El incomprendido de Timoteo
Para Cela, una novela, una narración, es la fe de vida de un pueblo, y de un momento, interpretados ambos literariamente. No está alejado del espejo que ponía Stendhal en mitad del camino. Lo que ocurre es que, en España, los caminos solían estar vigilados por la Guardia Civil, que pide los papeles cada dos por tres, así que mejor llevar la fe de vida, por si acaso. En la antesala de El bonito crimen del carabinero (no cabe más España negra y cañí en menos título) escribe que «ocasiones quiso darme la Providencia en que sentí a mi corazón hundirse en la piedad.
Momentos se me hicieron pasar en los que gocé contemplando una mujer partida por un tranvía». Y es que el español, lo sabe Cela, tal vez no siempre, si se asoma al espejo de su vivir se reconozca Pascual Duarte, pero, sin duda, sí queda atrapado en ese panel de millares de personajes de sus textos cortos, de sus novelas corales, en donde pululan disimulando sus llagas y exhibiendo sus desmesuras.
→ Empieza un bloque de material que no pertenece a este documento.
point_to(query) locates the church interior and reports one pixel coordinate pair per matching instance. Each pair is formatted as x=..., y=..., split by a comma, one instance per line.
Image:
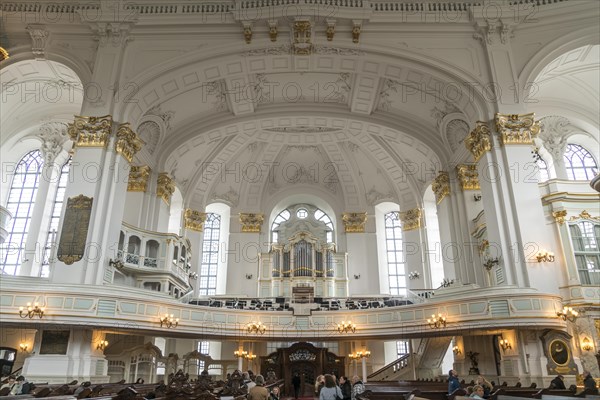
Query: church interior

En el gran angular de la prosa corta de Cela -y pocos de su tiempo tan dotados como él para deambular confiados por el retrato al minuto, por el apunte, por la distancia corta- está toda la España negra de la posguerra.
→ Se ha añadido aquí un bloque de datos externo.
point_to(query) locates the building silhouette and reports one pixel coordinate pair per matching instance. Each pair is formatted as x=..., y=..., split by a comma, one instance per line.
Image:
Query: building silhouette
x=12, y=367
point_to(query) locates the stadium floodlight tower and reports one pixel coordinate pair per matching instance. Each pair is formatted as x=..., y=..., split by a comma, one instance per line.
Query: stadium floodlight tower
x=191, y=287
En Timoteo el incomprendido, en Santa Balbina, 37. Gas en cada piso, en El bonito crimen del carabinero, en Café de artistas -por citar cuatro espléndidas novelas cortas, burla burlando se nos hace el inventario de las miserias terrenales y, una a una, sin olvidar ninguna.
En los cuentos de Cela, desganados o humorísticos, tristes o tiernos, se vive de la frasca de agua de los cafés, que es de balde, y del con leche, si se fía al desgraciado, que no siempre ocurre. En los cuentos de Cela se hace un arte del «sableo» y del asalto con labia. Es éste un hambre real y cruel, pero digno; iay!, si el personaje, para pasmo del camarero, tiene un duro que derrochar: «Quédese con la vuelta, yo no soy ningún muerto de hambre.» De qué sorprenderse: las criaturas de Cela vienen de atrás, del hidalgo del mondadientes del Lazarillo, del Buscón don Pablos, de Quevedo.
Como a sus clásicos, a Cela le sangra el órgano cordial, aunque se le huya la sonrisa tras una mujer descalabrada por el tranvía del vivir. Parece que se ríe, sí pero estas páginas destilan amargura. En los párrafos breves de Cela, los nombres propios son como luces de neon, como señales amigas que nos van llevando por un estilo inimitable. Son, también, un desquite de quien empezándose a llamar Camilo, acabó diluyéndose en un intangible Cela; así que cómo no iba a apellidarse el pobre Timoteo, Moragona y Juarrucho.
Es, por lo demás, la única ventaja -el enmendarle la plana al azar- que tiene ese duro oficio, que se lo digan, si no, a Zoilo Santiso, escritor tremendista: «Los padres de familia no dejaban a sus hijas leer los libros de Zoilo Santiso.»